Before entering into the settlement agreement in the Defense Distributed lawsuit, the federal government had taken the position that 3D printed firearms are a danger because releasing their digital blueprints on the Internet would give anyone, anywhere in the world, the capability of creating a non-detectable firearm. Such a weapon could bypass airport security around the world and be used to harm Americans. These guns could also be used in international conflicts.
Those opposed to regulating 3D firearms are concerned that regulation will suppress 3-D printing technology in general, which could result in negative long-reaching effects on 3D innovation. They point to the positive uses of 3D printing technology, such as the creation of objects for both personal and manufacturing use; and the potential for extraordinary feats of engineering, like bio-printing human body parts for medical purposes and other innovations in fields such as electronics, transportation, and space exploration.

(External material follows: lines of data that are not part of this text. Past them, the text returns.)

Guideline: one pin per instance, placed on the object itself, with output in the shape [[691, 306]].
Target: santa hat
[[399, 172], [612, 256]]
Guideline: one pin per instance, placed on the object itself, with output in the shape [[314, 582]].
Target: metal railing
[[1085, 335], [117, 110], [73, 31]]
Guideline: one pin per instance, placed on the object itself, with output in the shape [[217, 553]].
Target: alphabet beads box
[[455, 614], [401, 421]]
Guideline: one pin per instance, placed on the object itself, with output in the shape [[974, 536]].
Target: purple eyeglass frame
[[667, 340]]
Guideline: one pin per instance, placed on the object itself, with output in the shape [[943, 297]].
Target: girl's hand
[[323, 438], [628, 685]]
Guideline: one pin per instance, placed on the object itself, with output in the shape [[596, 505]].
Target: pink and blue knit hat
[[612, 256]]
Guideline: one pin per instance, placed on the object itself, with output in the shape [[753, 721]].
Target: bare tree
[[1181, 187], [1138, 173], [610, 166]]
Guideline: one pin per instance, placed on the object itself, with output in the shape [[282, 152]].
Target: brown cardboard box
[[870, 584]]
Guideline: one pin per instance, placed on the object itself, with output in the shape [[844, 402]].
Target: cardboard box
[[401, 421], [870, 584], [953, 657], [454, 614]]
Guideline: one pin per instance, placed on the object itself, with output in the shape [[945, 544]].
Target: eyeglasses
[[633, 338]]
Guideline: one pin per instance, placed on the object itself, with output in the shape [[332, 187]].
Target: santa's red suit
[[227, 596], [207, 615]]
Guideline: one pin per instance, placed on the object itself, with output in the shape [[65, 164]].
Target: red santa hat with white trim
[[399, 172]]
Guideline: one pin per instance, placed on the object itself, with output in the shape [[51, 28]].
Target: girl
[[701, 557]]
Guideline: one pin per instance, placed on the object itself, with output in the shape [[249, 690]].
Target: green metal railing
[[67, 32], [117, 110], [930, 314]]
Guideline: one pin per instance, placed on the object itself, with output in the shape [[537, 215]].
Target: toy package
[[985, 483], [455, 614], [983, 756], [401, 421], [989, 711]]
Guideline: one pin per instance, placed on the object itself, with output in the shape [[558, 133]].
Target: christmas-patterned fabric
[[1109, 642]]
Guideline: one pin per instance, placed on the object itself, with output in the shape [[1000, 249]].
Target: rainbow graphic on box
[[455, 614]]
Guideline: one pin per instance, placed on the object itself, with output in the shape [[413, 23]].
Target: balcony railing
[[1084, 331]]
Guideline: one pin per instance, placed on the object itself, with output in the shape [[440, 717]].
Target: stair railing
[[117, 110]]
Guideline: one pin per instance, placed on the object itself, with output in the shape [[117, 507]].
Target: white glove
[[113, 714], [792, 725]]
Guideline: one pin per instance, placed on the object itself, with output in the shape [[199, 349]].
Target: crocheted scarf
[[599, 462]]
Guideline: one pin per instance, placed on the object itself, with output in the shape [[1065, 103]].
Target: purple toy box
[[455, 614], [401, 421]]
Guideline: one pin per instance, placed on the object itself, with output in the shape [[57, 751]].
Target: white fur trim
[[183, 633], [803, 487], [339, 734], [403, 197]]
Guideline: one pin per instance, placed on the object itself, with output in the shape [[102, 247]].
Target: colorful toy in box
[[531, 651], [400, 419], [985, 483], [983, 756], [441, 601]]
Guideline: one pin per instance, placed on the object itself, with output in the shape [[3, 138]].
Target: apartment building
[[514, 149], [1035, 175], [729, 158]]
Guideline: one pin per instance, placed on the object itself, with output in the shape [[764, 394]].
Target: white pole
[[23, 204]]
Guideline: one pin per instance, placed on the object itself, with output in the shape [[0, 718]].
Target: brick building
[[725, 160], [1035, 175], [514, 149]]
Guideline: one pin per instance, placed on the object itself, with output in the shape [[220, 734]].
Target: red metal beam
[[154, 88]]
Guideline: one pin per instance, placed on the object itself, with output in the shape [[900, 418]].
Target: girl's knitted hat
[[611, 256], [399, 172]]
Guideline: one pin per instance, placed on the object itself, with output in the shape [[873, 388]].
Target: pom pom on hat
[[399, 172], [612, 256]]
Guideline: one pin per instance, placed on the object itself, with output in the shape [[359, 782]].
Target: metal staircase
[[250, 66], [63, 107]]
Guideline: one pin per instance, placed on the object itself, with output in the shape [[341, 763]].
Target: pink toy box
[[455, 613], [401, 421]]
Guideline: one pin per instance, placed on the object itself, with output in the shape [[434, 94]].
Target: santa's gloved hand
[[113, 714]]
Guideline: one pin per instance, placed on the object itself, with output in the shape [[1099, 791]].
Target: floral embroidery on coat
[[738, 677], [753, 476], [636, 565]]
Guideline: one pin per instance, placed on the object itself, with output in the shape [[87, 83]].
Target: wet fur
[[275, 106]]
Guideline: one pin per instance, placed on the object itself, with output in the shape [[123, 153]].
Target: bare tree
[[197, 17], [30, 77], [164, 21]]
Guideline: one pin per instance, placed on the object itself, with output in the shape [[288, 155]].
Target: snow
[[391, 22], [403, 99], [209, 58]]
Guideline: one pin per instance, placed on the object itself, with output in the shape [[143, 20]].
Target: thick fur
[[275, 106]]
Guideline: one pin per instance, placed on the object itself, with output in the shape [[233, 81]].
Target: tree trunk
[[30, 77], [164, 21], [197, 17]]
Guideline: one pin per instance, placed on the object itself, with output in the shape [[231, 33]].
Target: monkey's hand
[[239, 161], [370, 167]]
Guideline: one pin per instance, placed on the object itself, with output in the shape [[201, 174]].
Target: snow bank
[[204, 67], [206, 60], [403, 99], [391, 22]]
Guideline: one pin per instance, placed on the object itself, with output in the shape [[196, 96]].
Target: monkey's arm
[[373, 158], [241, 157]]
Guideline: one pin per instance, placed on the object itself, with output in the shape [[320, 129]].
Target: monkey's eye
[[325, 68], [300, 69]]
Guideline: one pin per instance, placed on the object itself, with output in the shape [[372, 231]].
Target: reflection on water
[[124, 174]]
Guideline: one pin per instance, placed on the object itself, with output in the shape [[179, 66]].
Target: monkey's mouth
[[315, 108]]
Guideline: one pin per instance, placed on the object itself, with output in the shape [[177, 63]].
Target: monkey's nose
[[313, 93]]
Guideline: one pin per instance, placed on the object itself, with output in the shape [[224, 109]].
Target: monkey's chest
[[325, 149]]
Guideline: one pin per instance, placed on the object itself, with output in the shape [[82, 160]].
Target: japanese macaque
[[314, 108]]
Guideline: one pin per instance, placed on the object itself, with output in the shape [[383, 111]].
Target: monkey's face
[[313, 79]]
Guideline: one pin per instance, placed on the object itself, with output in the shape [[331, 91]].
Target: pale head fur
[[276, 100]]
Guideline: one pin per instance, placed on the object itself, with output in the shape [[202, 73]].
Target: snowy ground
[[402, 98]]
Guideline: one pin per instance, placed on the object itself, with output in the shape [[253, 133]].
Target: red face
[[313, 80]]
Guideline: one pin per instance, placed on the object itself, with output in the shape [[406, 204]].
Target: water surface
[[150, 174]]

The controversy over 3D printed guns has brought a great deal of negative media attention to 3D printing technology. Such publicity has caused some manufacturers to restrict access to their products in some cases. For example, when a printer manufacturer learned the group Defense Distributed planned to use its leased 3D printer to develop a homemade handgun, the printer manufacturer terminated the lease and seized the printer. (The printer was ultimately returned once the group obtained a firearms license.) Opponents of regulation argue that, if manufacturers seek to protect their legal and financial interests by restricting access to individuals or groups whose 3D products invite controversy, development of the technology itself will be stymied.
The process of developing appropriate regulations and laws regarding 3D printed firearms looks to be a long one that will stretch into the next several years, if not decades. At this time, possession and manufacture of 3D firearms is not a crime or otherwise prohibited in the United States, but as legislation and regulations develop, those who build 3D firearms may find the weapons subject to registration or serial number requirements like those just enacted in California. In addition, more states may enact laws like New Jersey meant to limit the making of 3D firearms to registered gun dealers and manufacturers.